News reporters and culture commentators often talk about the church these days, and their observations are usually critical. The church is behind the times, some say. The church has lost touch, we are told. The church discriminates against women, has prejudice against minorities, and ignores the poor, they add, and this is why the church is losing members.

Frustration within

The negative conclusions are not totally unwarranted. Those inside the church also fret about problems they’re seeing. And even the most conservative church leaders wrestle with how to serve today’s world with a 2,000-year-old message.

• Some members make this even more difficult. They cling to familiar forms from the past; inside the church is the only place they’re not buffeted by the assaults of change, and they hate change at church.
• Meanwhile, some innovators seem to depend on the latest marketing tactics and entertainment methods to attract the uninvolved masses around them.
• Many others long for the church to attack racism, poverty, and patriarchy and emphasize discipleship, worship, and sacrifice.

Agreement is possible

It's easy to criticize. It’s far more challenging to lead toward the right solutions. Whatever we decide, we must agree on this: The church is not ours to mold into whatever shape seems best to us. The church came from God.

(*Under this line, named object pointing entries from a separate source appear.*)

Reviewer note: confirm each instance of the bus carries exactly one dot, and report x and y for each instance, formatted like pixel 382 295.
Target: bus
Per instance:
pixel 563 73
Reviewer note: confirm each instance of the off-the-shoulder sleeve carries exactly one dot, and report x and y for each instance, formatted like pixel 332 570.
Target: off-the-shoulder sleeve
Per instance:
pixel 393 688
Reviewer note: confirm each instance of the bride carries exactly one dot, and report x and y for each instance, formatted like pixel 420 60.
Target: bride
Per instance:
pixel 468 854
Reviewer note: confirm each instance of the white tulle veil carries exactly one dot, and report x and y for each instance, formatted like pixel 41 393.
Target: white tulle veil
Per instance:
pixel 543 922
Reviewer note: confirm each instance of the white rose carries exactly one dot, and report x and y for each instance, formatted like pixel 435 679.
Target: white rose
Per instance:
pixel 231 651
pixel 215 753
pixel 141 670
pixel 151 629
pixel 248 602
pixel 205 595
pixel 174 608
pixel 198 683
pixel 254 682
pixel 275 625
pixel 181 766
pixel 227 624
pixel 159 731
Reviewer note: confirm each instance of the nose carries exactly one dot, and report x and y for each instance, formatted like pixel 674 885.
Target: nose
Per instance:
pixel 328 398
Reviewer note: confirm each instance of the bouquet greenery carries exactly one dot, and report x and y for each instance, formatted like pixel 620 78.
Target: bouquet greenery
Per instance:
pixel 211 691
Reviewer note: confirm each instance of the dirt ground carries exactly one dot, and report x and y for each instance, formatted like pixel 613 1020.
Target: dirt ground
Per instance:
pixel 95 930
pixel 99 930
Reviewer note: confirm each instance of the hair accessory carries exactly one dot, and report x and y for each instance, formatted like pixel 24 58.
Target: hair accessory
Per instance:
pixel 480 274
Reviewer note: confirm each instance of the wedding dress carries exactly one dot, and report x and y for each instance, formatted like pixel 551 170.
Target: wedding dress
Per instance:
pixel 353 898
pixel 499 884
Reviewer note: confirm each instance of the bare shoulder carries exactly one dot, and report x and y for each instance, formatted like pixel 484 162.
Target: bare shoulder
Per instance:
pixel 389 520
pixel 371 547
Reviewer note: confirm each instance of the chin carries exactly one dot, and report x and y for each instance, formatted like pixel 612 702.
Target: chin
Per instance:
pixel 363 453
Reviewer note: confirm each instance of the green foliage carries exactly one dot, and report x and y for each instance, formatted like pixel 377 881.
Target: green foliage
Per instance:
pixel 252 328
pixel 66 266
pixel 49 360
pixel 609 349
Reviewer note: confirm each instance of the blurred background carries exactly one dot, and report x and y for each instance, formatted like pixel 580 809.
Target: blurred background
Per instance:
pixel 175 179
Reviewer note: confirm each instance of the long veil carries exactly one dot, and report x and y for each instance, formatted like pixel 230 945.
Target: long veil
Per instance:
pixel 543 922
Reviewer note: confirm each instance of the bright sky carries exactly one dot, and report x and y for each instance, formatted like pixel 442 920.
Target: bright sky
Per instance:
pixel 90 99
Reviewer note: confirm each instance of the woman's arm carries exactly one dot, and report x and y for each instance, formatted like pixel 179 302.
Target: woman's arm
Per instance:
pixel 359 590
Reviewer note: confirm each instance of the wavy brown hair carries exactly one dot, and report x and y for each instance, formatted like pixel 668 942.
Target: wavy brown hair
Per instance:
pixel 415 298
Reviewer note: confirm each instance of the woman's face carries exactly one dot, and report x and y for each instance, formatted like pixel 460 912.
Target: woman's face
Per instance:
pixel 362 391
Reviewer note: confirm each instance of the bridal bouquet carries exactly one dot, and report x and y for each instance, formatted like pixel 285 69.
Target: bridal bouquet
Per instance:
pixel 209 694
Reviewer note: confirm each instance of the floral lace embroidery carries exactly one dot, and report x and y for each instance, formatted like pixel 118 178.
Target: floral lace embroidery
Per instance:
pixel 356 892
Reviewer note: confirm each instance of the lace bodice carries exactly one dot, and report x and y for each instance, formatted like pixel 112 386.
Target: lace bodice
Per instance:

Nothing shows that more clearly than today’s passage. God intervened with miraculous power to convince people from all over the world that a new day had come. Jesus had left his tomb and returned to Heaven, thus proving he was indeed the Son of God. Now this other-worldly outburst of wind and flame allowed those from many nations to hear just one message.

God was doing something new. The church began with a jolt of his power, and those who first witnessed it could not ignore his presence.

We do well to look for him at work even now, because God has not introduced anything better than the church to serve and strengthen a broken world.

Many caregivers know this well. They have been helped and encouraged by a church that combines words of hope with acts of kindness. Food, flowers, respite. Books, cards, and Bible verses. Prayers, so many prayers.

You might call the result a succession of quiet miracles. Not as attention-getting, perhaps, as the singular spectacle in Jerusalem so many centuries ago. But just as life-changing for those who see his presence in the hands and hearts of those who do his work.

We may wish and work to improve the church, to call it back to its roots, to expose and then heal its weaknesses and brokenness. But we who have felt its power when we needed it most will never seek to replace or decide to abandon it. God gave us the church. And we are very glad.

Read: Acts 2:1-12

Pray: Thank you, God, for the church. Even with my responsibilities of caregiving, help me to be part of the solution to brokenness in the church today.